Stack three of today's four search-agent papers and a pattern shows: they aren't chasing "search more accurately." They're attacking the chores piled on the policy. On an ever-lengthening transcript, the model makes semantic search decisions, keeps the books, remembers what it has seen, and judges whether its own answer is right. Each paper peels off one burden. Harness-1 externalizes recoverable state to the environment, leaving the policy only the hard search decisions. The masking paper wipes stale observations from context, but only inside a specific regime — change cells and it flips. FineVerify splits "is the answer right" into sub-questions checked one by one, also lifting it out of the policy.

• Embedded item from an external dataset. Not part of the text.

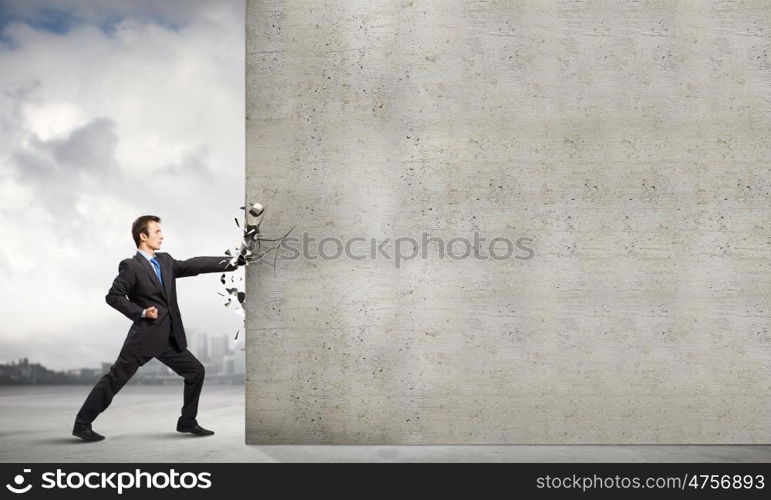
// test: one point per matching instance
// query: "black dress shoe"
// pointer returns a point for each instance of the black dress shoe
(196, 429)
(87, 435)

Mechanically it's one thing happening on three faces: state and bookkeeping are moving out of the policy and into the harness, the context window, and the verification step. The leverage point for search agents is shifting — not entirely in the policy itself, but in how you manage what sits in the context window.

In practice: next time you build a research or search agent, don't rush to tune the policy or add RL. Audit the state first. For recoverable things like the candidate pool, evidence links, and verification records, decide which the environment should maintain reliably and which should be cleared from context once stale, rather than dumping all of it into the prompt for the model to carry. Get that right and the policy has far less, and far clearer, to learn.